In it Khushiram summarizes the speeches of leaders who emphasize the need to unite the working class across religious divisions, in direct opposition to the murderous communal attacks and killings being instigated by the Modi government to sow divisions among working people.

We post below a translation of Khushiram’s account.

“Today, the ninth anniversary of the Maruti Suzuki Workers Union (MSWU) is being celebrated with great fanfare. March 1st was the founding day of the union, but since it was a Sunday, this meeting has been organized for March 2nd. Even after 9 years, the enthusiasm of the workers is noteworthy. In addition to the Maruti Suzuki Workers Union, other trade unions and organizations also participated in the meeting.

“While speaking about the history of the organization, MSWU leader Ajmer Singh appealed to workers to always carry forward the heritage of the Red Flag and never forget the members of the working class who sacrificed everything for this struggle.

“The privileges we enjoy today, he told the gathered audience, are due in large measure to the 13 men who remain behind bars.

“Mr. Singh spoke of the on-going Hindu-Muslim riots in the country. He warned workers against coming under the influence of anti-social currents. The working class, he pointed out, needs to maintain the distinct identity that has been forged through struggle. Our movement, he stated, has taught us that religion is divisive, while the very process of struggle unites us.

“We do not know how many innocent people lost their lives in the recent Delhi riots, but we do know that all the victims belonged to the working class. We have not heard of a single capitalist, or politician or family members of such being hurt during these riots. So, we should think carefully about who is behind such attacks and who benefits from them.

“Selfish politicians have no qualms in sacrificing the innocent for their own petty gains. But the working class must always stand with and for the masses against such violence.

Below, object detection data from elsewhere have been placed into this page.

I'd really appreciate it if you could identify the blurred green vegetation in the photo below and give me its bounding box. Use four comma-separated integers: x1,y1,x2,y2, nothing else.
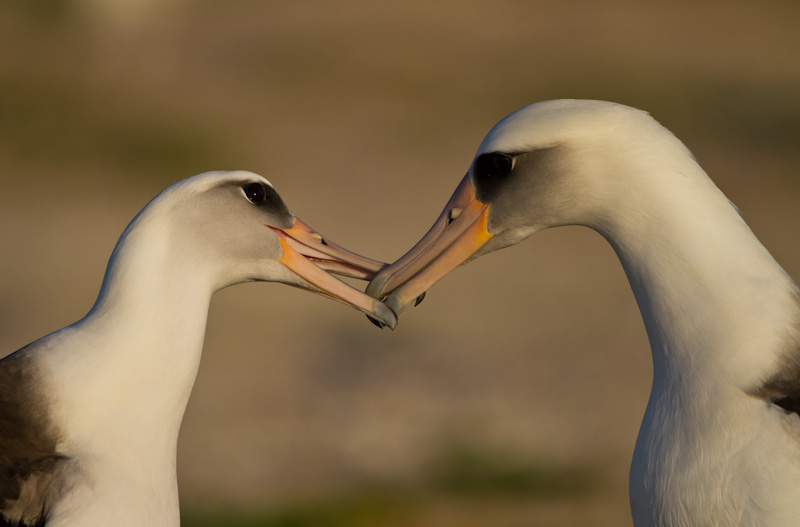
182,445,602,527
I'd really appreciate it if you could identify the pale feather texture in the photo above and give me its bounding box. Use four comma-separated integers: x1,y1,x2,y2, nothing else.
0,172,370,527
478,101,800,527
380,100,800,527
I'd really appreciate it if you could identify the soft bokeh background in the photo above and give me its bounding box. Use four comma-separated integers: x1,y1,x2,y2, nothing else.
0,0,800,527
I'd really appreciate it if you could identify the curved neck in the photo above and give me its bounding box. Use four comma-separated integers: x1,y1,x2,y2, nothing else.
595,155,796,389
47,209,213,450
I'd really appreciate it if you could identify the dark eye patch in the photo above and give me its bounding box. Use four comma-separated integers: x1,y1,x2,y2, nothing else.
475,152,514,178
242,183,266,203
242,181,292,221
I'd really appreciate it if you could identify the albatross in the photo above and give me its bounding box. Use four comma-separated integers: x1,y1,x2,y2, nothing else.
367,100,800,527
0,171,397,527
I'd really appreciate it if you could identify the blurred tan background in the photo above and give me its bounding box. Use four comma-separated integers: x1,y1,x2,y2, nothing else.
0,0,800,527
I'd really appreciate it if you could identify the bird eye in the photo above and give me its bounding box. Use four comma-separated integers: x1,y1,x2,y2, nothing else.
475,152,514,176
492,154,514,176
242,183,266,203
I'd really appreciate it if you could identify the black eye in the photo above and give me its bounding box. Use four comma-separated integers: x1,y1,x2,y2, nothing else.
475,152,514,176
242,183,266,203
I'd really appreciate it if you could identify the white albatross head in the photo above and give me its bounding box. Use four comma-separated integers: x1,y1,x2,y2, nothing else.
367,100,721,313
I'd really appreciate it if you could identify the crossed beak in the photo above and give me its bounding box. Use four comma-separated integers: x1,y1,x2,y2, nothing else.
366,174,492,314
270,219,397,329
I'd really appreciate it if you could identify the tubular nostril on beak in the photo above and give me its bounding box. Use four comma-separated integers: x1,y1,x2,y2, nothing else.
447,207,464,225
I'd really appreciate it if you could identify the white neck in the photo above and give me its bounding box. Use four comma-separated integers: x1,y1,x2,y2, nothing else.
43,207,213,526
597,145,798,527
595,146,796,390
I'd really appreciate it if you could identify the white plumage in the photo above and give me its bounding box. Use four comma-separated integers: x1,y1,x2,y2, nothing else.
368,100,800,527
0,172,396,527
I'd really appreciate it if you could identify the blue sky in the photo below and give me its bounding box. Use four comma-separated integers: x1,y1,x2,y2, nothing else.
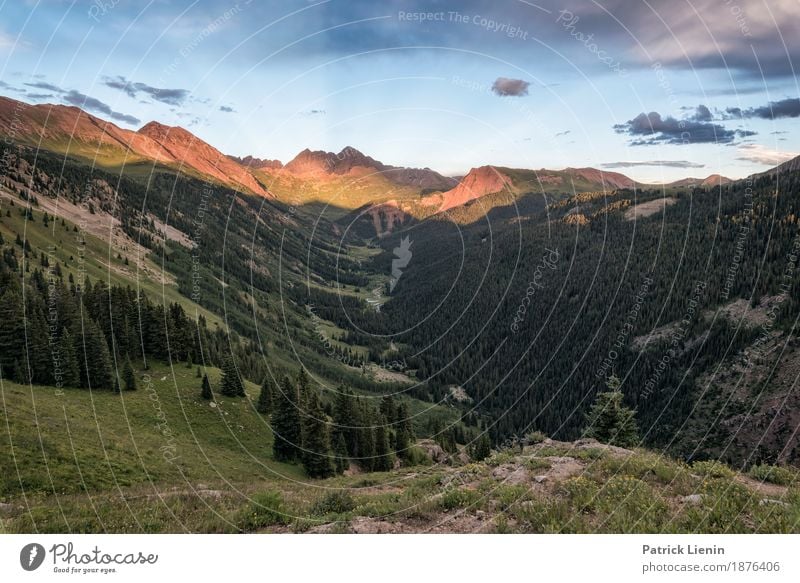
0,0,800,182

“Provisional Working Committee Member Ramnivas spoke about the history of the MSWU, and appealed to the workers to continue doing their work with sincerity. In the current political climate, he said, there’s an attempt to present the Maruti Suzuki plant as an exemplar of “Ram-rajya” (the Hindutva ideal). This was, in fact, part of a conspiracy to keep permanent workers away from production, so that if the union were to enter into a period of struggle, management could still keep the plant running by bringing in temporary contract workers.

“We succeeded in our big strikes in this plant, he said, because we controlled the production. In addition, Maruti Suzuki workers fought for the rights of contract workers as well, and demanded the abolition of the contract system and the right to permanent work as their first major demand. Their willingness to keep fighting has taken them all the way to jail.

“In his speech, Comrade Khushiram brought up the issue of raising the political consciousness of workers. He pointed out that the average salary for a permanent worker is several times those of contract workers who are barely paid Rs.15,000-20,000 ($200-$270) per month. A worker is allocated medical expense up to Rs. 20,000, which is barely even enough to cover any major health condition. The management is focused on increasing its profits, and it does so by hiring more contract workers and reducing the number of permanent workers. To keep workers distracted, these young workers in their 20s were targeted because of the militancy and tenaciousness they displayed against the company management and the Congress Party state government, both of whom wanted to force the workers to meekly submit to sweatshop conditions and constant management abuse at the plant.”